Из собственной семейной жизни Варя вынесла неутешительный вывод: домашний труд слишком мало ценится. Уборка, готовка, стирка, глажка, особенно если к ним относиться добросовестно, отнимают кучу времени, но ее усилий никто даже не замечает. Последнее время Варя почти прекратила все это делать, и никакой катастрофы не произошло. Жанна, вытащив какую-нибудь кофту из ящика с грязным бельем, спокойно ее стирала, не возмущаясь, как раньше, что у матери не дошли руки. А в квартире сохранялся сам по себе относительный порядок, потому что просто никто ничего не раскидывал.

И только по каким-то великим поводам на Варю нападало бытовое трудолюбие. Например, сейчас, перед приездом подруги. Она даже успела протереть полы, чего не делала очень давно.

Поедая одновременно и мясо, и пирог, запивая все это немецким вином «Молоко любимой женщины», Женька внимала рассказу подруг о драме, разыгравшейся в ее собственной квартире.

— Кошмар! — с полным ртом выкрикивала она, накладывая себе добавку. — Ужас! Как все было задумано! Так вы говорите, там теперь даже есть на чем спать?! До чего же вкусно! Я ведь целый месяц сидела на диете! Заметно? — Женька прожевала последний кусочек пирога и отодвинула тарелку.

— В общем, да, — дипломатично ответила Варя.
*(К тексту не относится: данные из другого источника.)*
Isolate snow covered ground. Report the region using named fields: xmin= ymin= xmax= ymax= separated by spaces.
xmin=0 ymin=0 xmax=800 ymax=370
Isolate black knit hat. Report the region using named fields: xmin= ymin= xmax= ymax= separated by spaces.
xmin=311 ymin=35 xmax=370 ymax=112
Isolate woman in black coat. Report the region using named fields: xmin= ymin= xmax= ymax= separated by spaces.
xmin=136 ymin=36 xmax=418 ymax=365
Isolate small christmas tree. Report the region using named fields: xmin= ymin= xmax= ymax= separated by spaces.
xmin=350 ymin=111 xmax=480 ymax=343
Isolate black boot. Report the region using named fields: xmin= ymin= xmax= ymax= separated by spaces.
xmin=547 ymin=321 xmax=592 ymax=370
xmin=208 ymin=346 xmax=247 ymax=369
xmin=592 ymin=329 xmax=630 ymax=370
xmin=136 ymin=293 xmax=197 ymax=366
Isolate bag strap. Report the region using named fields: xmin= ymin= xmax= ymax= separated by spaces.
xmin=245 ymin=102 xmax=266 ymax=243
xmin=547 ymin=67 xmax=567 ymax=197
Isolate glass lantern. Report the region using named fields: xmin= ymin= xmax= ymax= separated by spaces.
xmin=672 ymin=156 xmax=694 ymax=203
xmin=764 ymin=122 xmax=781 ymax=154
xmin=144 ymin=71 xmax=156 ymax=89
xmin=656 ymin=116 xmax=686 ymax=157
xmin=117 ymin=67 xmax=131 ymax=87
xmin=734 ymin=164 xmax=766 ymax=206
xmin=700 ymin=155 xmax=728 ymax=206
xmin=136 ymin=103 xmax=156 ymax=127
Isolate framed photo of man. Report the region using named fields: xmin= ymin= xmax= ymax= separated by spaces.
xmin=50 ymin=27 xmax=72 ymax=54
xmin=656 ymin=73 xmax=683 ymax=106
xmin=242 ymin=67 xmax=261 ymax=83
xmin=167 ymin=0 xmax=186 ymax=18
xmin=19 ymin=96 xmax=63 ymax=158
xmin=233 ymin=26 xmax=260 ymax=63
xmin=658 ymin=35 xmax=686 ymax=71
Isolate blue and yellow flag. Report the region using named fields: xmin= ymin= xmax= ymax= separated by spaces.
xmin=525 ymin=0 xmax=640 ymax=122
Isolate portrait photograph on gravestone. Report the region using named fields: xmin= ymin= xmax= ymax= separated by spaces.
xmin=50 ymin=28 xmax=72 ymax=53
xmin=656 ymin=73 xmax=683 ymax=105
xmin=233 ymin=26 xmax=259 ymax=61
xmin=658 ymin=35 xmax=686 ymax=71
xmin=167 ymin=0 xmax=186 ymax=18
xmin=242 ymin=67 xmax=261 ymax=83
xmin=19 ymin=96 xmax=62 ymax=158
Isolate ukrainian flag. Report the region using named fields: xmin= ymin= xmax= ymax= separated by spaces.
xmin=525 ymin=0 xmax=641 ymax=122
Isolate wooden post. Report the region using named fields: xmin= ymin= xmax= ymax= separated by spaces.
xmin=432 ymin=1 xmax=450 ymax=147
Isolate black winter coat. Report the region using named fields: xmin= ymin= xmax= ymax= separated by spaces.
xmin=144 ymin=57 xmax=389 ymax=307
— Я вам сейчас пострашнее историю расскажу, — Женька облокотилась на стул, собираясь поразить воображение подруг. — К моей соседке приезжал родственник из Америки. Он работал в одной преуспевающей компьютерной фирме, которой успешно руководила женщина — из наших, тоже эмигрантка. Тетка хваткая, дело поставила как надо. Еще в России она была безумно влюблена в одного ученого-химика. Когда в Америке на ноги встала, перетащила к себе этого мужика. Они поженились, ребенок появился. Тетка и сама процветала, и мужа двигала. А он перспективный оказался, даже на какую-то премию претендовал в фармацевтическом деле. Разбогатели страшно. И вдруг ученый-химик пропадает, а через какое-то время полиция находит его расчлененный труп! Тетка в тоске! Все ей сочувствуют, жалеют! И тут — совершенно случайно — выясняется, что она сама же мужа и прибила! И расчленила тоже сама! А из-за чего? Да все на почве ревности! У ученого обнаружилась любовь на стороне. Даже, кажется, в другой стране. Точно уже не помню. Что в итоге? Тетка — в тюрьме. Сын, потерявший отца и практически мать, — в лечебнице. Состояние, фирма — под угрозой. Спрашивается: ради чего все это надо было делать?!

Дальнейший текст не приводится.